The Case for Investing in Financials
Entire tomes have been devoted to investing in the financial services sector – hardly surprising when you consider its size, and therefore its significance to the world’s capital markets. To say the financial sector is large doesn’t do it justice. Of the total market capitalisation of the S&P 500, the world’s largest stock market index, financials account for just under 10% of the $28.5 trillion valuation.1 Turning our attention to the UK market, the sector’s dominance is more pronounced still, representing over 25% of the entire market capitalisation of the FTSE All-Share Index.2
It is not merely its size, however, that has led the financial services sector to be referred to as the ‘nervous system of capitalism’, it’s the fact that it permeates almost every aspect of corporate and personal daily life, forming a critical component of the world’s economic engine. Make no mistake – a modern economy simply cannot exist without a well-developed financial system given its breadth and depth, the sector comprising a diverse range of industries including banks, investment managers, insurance companies, mortgage lenders and real estate firms amongst others, all of which provide the services required to help keep ‘Main Street’ functioning on a daily basis. It includes some of the largest organisations on the planet – from insurer Allianz, to asset manager Berkshire Hathaway to retail and commercial bank Citibank – together with many thousands of smaller players in every region of the globe.
A new-found resilience
Over recent years, the financial sector has not been without its detractors, and understandably so.
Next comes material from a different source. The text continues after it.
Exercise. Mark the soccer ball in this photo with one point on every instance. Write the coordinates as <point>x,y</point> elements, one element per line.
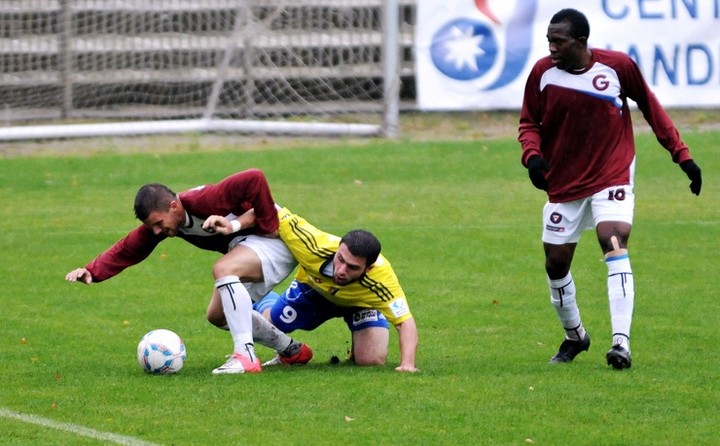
<point>161,352</point>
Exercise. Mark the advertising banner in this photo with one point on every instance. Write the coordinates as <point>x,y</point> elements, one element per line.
<point>476,54</point>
The blatant self-interest which permeated its ranks at the turn of the century culminated in the financial crisis of 2007–2008, also known as the global financial crisis (GFC). Patently imprudent loan underwriting by banks led to the collapse of the US sub-prime mortgage market and caused the value of sub-prime lending to go into freefall, damaging financial institutions globally and precipitating the bankruptcy of Lehman Brothers on 15th September 2008, an international banking crisis and the most severe global recession since the Great Depression of the 1930s. Europe was not insulated from its effects, with bank bailouts widespread across the region, totalling £500 bn in the UK alone. All three of Iceland’s major banks failed – relative to the size of its economy, it was the largest economic collapse suffered by any country in history.